On searching the net, I discovered several links, mostly academic, that discuss aspects in evaluating the credibility of web resources. It seems that these sources mostly discuss the same set of principles although they are not considered as ‘fixed criteria’. They are meant as basic principles to assist you/the researcher in thinking critically of the internet resources.

So what are these principles? The first is “authority." It refers to the author or the producer of a document. One of the first things in evaluating your web resources is to find out who has written or created it. Here you may need to check whether the author/producer of the document is a master of his subject and whether necessary credentials exist to support it. Checking the URL of the website can also be useful in finding the domain the information belongs to; whether the information you see is appropriate to the URL, the author’s affiliation to a reputable institution or organization.

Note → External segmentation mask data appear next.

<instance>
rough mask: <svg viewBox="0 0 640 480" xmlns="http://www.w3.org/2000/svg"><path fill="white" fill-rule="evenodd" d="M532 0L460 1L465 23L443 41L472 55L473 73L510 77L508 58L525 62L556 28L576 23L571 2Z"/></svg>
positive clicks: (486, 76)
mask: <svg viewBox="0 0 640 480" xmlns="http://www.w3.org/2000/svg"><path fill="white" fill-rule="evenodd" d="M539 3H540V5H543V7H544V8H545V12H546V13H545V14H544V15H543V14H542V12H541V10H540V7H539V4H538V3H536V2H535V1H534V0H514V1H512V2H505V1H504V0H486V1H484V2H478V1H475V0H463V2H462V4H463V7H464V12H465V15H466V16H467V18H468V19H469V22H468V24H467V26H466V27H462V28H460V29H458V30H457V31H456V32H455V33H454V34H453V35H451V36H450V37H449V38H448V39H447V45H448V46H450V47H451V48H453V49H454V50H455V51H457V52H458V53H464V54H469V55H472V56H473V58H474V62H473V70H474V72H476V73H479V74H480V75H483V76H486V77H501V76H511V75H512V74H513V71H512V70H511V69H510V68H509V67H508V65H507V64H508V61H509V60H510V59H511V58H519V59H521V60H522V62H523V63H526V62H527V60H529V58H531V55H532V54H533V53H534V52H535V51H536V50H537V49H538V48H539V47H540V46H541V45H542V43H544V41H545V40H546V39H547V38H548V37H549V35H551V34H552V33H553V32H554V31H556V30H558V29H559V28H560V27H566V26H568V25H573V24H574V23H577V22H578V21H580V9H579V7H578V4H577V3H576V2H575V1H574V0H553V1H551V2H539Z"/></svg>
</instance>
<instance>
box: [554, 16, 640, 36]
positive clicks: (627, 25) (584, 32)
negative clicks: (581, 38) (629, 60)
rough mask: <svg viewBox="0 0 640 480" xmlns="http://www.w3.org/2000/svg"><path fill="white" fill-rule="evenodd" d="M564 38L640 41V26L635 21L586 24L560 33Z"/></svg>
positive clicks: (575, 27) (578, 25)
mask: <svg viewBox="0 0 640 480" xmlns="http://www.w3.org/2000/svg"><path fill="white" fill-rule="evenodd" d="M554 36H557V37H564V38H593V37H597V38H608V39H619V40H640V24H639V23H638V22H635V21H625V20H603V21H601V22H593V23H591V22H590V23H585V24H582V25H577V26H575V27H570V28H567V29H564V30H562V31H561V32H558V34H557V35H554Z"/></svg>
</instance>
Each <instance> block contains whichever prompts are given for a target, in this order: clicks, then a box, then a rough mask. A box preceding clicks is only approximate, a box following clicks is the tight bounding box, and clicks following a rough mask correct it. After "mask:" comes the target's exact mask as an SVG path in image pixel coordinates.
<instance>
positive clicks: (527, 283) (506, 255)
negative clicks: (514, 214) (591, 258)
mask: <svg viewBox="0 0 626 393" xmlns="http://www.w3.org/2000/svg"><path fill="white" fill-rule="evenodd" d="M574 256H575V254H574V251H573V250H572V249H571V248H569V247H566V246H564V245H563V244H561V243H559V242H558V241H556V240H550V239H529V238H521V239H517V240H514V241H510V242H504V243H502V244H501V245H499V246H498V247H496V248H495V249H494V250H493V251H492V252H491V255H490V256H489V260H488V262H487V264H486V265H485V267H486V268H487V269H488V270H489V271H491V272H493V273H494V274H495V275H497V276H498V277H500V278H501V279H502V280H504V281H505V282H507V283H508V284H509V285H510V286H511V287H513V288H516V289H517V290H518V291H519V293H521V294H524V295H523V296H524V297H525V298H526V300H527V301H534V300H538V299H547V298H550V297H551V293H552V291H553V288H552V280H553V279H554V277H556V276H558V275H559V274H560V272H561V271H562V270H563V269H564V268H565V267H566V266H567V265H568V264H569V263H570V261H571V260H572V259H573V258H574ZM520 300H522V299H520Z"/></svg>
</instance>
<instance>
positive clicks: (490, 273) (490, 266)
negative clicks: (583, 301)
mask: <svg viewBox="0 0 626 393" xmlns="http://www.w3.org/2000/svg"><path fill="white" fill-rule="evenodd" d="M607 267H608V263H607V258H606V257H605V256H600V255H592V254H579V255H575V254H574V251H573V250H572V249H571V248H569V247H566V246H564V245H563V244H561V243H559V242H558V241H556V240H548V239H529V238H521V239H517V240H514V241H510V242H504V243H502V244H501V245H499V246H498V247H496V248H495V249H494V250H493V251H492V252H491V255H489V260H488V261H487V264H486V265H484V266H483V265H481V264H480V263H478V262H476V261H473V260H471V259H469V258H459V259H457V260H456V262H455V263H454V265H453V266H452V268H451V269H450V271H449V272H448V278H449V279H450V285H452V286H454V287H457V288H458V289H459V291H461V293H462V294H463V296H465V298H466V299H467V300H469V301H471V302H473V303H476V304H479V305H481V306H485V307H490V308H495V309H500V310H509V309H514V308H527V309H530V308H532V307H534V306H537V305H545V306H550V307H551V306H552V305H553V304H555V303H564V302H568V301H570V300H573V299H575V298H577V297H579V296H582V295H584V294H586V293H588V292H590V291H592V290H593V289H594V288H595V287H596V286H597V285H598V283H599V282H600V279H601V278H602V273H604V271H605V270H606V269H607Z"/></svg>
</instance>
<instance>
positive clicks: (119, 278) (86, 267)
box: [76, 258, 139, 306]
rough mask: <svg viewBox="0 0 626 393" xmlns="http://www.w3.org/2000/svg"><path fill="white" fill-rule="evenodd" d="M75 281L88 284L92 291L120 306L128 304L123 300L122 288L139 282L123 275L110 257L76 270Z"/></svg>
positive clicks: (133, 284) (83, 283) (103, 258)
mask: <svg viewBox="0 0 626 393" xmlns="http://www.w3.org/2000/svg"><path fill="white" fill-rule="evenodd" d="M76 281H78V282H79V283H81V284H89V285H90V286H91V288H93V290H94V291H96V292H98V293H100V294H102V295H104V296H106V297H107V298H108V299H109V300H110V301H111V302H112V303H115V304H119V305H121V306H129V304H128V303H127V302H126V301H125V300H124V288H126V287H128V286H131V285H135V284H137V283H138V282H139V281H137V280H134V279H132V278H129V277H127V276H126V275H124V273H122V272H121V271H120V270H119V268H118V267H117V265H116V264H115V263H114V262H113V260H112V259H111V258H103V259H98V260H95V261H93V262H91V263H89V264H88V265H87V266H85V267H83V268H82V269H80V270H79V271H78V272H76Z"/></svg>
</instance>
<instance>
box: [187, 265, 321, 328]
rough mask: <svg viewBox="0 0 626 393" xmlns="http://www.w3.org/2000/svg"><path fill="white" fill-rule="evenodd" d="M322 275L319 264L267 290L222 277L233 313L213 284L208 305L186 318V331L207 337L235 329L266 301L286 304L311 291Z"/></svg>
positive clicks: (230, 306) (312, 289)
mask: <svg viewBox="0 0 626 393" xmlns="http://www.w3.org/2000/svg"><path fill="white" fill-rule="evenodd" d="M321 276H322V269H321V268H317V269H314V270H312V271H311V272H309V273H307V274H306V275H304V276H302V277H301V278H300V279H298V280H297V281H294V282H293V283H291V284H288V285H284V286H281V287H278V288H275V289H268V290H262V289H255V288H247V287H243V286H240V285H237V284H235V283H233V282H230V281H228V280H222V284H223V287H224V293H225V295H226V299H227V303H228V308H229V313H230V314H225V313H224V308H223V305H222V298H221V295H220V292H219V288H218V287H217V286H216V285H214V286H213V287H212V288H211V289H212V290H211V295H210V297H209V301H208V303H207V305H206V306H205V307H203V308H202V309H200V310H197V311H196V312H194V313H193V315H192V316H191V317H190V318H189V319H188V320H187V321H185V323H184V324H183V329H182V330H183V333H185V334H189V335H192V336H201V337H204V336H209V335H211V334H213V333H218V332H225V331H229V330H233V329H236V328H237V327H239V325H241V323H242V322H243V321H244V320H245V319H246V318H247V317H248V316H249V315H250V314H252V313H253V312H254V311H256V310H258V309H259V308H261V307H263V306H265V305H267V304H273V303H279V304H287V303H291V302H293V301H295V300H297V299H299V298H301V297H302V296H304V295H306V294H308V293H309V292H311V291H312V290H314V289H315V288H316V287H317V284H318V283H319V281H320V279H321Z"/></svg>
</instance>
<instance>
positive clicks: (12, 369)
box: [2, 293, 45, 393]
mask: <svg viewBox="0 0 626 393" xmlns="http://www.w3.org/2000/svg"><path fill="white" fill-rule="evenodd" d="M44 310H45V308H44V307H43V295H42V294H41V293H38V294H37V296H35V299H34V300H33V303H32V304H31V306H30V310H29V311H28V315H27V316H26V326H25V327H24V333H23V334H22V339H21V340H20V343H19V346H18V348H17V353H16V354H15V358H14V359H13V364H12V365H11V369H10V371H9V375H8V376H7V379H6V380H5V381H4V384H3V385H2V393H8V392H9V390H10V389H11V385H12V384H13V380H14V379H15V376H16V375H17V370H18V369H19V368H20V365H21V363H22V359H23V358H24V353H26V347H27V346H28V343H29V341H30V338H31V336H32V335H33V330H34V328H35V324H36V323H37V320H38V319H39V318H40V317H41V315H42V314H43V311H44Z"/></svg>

Some examples of domains include;

 

 

  • .biz for business organizations
  • .com for commercial products or commercially-sponsored sites
  • .edu for educational or research material
  • .gov for government resources
  • .info for unrestricted use
  • .int for international organizations
  • .mil for US Department of Defense
  • .name for personal use
  • .net for networks
  • .org for nonprofit organizations

 

Another area is “accuracy," which means finding out whether the information you have collected is reliable or ‘true’. One way to do this is to cross check what you read with another source to see if its error free. Also use your common sense to assess if the information is valid and well researched, and whether it’s “objective”; free from any ideological bias such as political or religious bias.

 

Examining the “currency” of information you have gathered will determine how recent your information is. In other words, when the information published or the page was updated. Checking the timeliness of your information will enable you to understand whether your sources reflect the contemporary views of the subject of concern.

 

Finally, by checking the “coverage," you will be able to understand the extent to which the information covers your need. For instance, even if a source discusses your topic, if it takes a different direction, it may not be of much use for your requirement. Think in lines of whether the site discusses the same information you found on other sites or does it add a valuable new perspective to the same topic. Likewise, check whether the information is too simple, technical or too complicated for your purpose.

 

The more you want to refine the quality of your resources, the more you can add to the list of evaluation criteria; be it style and functionality, audience to which it was intended, purpose, logical consistency, flow, authors argument, grammar, typographical errors,etc. The list will go on…

 

The bottom line is your requirement should determine the quality of your resources. For instance, if you are looking up at some information just for your own edification, you can check on a few links and cross-check the information to find out whether it’s reliable. But if its serious research you are considering, say its academic, you may have to be a bit more skeptical in evaluating the material.

 

Evaluate Critically

 

Finding the right information or the “treasures” on the internet is a skill that one should master. It comes through experience. The more you go through internet resources, the more you will become familiar with the type of resources available on the internet and how best to evaluate them. As one source stated, “You must be your own editor, publisher, and librarian when you do Web research.” because there’s no one “in charge”.

 

 

Ultimately what makes the evaluation process complete is your critical thinking and your common sense.